In these fights, we soon played predictable roles. Arash was the scarred veteran of Islamic theocracy, uninterested in abstract explorations of Islam’s core principles. He was convinced that the reality on the ground—a state that imposed Islamic penalties such as stoning and that sanctioned violence in the religion’s name—was the only relevant discussion. In our debates, I played the role of the western liberal, the lenient outsider who, in Arash’s eyes, judged Islam from the privileged, secure perch of the West.

“Justice?” he said. “You’re such an apologist. You’re infatuated with Oriental culture because you think it’s exotic. You come here and swoon over supposedly liberal clerics, but the moment you can’t unbutton your manteau on a hike, you fall apart.”

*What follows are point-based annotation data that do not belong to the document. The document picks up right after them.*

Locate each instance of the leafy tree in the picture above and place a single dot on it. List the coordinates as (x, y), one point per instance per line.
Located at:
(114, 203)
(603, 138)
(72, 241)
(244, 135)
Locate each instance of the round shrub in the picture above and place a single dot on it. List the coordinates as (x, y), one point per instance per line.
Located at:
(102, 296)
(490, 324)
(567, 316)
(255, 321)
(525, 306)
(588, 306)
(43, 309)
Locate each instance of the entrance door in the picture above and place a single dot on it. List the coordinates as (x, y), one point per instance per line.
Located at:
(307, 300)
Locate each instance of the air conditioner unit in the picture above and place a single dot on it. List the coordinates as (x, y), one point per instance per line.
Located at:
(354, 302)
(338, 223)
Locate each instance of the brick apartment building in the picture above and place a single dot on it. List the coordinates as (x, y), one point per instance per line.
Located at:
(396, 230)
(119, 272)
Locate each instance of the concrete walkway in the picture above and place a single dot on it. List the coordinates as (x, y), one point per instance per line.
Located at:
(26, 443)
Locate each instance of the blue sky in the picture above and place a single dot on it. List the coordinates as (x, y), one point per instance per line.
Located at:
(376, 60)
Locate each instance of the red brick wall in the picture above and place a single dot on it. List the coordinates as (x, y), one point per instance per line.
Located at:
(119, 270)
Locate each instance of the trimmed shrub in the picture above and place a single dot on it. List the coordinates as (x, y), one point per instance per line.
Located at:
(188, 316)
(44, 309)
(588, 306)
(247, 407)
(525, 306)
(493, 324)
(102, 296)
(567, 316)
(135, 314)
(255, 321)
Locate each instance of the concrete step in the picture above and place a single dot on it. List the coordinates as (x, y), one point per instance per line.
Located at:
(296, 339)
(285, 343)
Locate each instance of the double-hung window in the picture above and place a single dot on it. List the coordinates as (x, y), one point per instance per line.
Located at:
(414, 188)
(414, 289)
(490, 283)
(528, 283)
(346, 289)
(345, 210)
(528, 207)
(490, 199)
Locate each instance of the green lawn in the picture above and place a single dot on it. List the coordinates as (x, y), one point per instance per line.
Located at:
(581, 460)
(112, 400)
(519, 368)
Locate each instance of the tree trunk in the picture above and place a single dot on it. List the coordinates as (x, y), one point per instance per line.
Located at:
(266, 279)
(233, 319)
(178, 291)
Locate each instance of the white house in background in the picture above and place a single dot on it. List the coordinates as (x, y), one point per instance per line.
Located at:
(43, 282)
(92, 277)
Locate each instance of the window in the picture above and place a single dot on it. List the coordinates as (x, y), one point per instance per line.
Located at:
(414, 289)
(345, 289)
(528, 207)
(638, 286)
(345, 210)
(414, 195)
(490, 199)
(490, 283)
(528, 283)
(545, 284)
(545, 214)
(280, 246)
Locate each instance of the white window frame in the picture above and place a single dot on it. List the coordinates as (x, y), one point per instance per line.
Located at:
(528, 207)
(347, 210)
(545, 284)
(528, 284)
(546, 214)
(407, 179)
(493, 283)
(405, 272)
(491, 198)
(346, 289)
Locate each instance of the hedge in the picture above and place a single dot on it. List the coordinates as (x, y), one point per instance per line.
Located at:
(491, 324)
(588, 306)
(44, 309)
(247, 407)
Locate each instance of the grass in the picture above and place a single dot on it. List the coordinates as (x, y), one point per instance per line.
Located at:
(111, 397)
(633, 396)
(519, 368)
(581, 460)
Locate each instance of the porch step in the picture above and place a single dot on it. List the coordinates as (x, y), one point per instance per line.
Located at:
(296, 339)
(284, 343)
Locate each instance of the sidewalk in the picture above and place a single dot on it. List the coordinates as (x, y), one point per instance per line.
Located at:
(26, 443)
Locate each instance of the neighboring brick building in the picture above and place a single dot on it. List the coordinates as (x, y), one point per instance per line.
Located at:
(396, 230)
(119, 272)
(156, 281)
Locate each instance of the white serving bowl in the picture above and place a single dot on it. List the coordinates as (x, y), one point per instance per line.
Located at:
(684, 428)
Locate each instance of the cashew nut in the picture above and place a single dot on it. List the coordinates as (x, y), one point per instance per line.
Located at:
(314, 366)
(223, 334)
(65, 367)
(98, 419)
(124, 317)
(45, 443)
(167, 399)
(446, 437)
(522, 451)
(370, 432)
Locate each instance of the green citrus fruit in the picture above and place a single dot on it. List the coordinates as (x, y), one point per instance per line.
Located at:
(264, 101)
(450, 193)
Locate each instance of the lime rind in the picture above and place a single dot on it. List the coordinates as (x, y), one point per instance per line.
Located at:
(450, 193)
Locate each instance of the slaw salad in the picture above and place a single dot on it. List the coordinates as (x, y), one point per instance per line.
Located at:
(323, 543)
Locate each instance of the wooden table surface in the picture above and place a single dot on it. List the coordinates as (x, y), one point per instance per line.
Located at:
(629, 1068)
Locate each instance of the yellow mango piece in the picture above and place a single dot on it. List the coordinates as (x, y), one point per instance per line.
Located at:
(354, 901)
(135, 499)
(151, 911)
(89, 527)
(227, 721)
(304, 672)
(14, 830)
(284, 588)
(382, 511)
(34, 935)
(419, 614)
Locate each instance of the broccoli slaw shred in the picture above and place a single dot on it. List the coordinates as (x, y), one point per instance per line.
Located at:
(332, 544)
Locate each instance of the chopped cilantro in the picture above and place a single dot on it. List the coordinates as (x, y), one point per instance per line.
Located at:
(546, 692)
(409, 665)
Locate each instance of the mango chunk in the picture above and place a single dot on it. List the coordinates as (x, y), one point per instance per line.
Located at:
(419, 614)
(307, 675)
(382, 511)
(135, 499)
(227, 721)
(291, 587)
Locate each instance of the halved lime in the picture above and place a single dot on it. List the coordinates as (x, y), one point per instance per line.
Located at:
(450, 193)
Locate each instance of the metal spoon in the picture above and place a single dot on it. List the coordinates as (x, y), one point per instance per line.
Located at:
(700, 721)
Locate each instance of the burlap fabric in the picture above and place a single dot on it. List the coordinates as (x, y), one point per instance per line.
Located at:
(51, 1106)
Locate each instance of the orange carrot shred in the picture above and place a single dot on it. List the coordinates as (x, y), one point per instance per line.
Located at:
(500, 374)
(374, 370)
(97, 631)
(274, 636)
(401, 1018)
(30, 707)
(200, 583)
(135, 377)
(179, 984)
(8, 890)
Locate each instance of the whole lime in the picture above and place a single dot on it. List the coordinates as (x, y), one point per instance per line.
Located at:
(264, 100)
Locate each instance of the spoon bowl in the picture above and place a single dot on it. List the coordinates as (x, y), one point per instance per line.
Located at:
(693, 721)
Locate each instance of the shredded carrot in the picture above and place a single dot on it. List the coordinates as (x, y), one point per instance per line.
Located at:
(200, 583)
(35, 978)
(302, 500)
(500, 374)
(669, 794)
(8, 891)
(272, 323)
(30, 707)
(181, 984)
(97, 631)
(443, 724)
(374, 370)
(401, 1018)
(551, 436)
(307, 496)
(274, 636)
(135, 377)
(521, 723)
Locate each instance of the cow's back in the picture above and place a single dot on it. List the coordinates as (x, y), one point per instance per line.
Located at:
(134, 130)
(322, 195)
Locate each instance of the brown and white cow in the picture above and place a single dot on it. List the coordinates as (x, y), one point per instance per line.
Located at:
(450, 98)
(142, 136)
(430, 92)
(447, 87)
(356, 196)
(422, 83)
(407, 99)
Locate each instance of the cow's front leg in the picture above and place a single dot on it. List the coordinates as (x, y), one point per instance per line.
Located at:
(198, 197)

“Touchée. So I find the restrictions oppressive,” I said. “But I read
Arabic, I have read the Koran, I have read the hadith, I have talked to clerics from Qom to Najaf to Beirut, and I can tell you that
this,
this obscene dictatorship, does not reflect Islam at its essence.”

“Its essence is irrelevant. These are discussions you should have in cafés with your friends in New York. Do you notice how no one talks about such things here? No one apart from foreigners and western Iranians like you.”

Arash was right. No one in Iran talked seriously anymore about reconciling Islam with democracy, about whether Islam was even
compatible
with democracy. In the late 1990s, intellectuals and activists had talked about nothing else. But the rich debates about Islamic democracy withered away as their symbols—former president Khatami and his moderate allies in parliament—failed to bring about the broad changes Iranians expected.

That day, I vowed to avoid discussing Islam with Arash, and if I could help it, with anyone else in Iran. It occurred to me that I had come across as insufferably out of touch, like some champagne Marxist from New York in the 1950s lecturing a Russian victim of Stalin about the nobility of communism. Like Arash, most of my friends in Iran could not understand my preoccupation with Islamic learning. For them, politics and Islam, violence and Islam, were inseparable, and no amount of erudite reasoning could convince them otherwise.